Half Hitch tackle shop in Destin (850-837-3121),Brooks Bridge bait shop near Okaloosa island (850.243.5721) and if not there try the Texaco gas station off Racetrack Rd. in Ft.Walton Beach (850-862-8713).

Were they catching them under the bridge or off the top off the bridge??? I ain't doing squat today so I might head out there and give it a try I was heading to Bob Sikes but Destin is a lot lot lot closer indeed,just sucks catching a big red off the top cause its a long ways up to net them.


----------



## Trucki-n-ihsiF (Mar 23, 2008)

****UPDATE*****

Half Hitch is out,Brooks Bridge is out,Texaco off Racetrack is out.DAMN! Looks like I'm going to Bob Sikes after all lol.


----------



## jamessig (Oct 3, 2007)

There is a place on the Destin harbor that sells live shrimp near AJ's, don't know if they have any on hand though.


----------



## Yeahbuddy (Jan 3, 2010)

Nothing liveat Half Hitch or the shop by harborwalk for a couple weeks.

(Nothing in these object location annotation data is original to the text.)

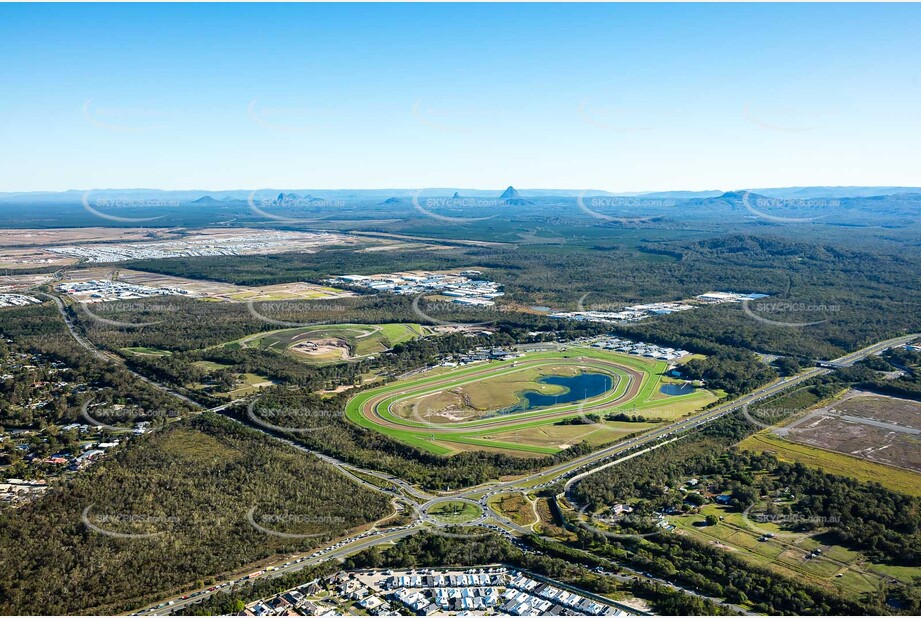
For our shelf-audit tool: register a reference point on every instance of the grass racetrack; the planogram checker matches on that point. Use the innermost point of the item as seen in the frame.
(530, 432)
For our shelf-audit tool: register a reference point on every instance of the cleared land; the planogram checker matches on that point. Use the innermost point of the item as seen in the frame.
(874, 427)
(532, 431)
(455, 512)
(897, 479)
(333, 342)
(209, 290)
(849, 572)
(516, 507)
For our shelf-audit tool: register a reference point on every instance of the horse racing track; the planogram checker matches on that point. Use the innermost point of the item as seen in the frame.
(531, 406)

Tried Fresh dead a couple times from Destin Ice house but wasting time without anything live.. they were catching em all the way up top..never much fun from the bridge for me though, traffic racing by and a 40ft haul up if you catch anything takes a little of the fun outta it for me


----------



## DukeDevil91 (Oct 18, 2007)

Use fresh dead shrimp from sextons for Reds and fiddler crabs for sheepshead. You will end up spending about the same amount of moeny as you would for live shrimp and get more results!


----------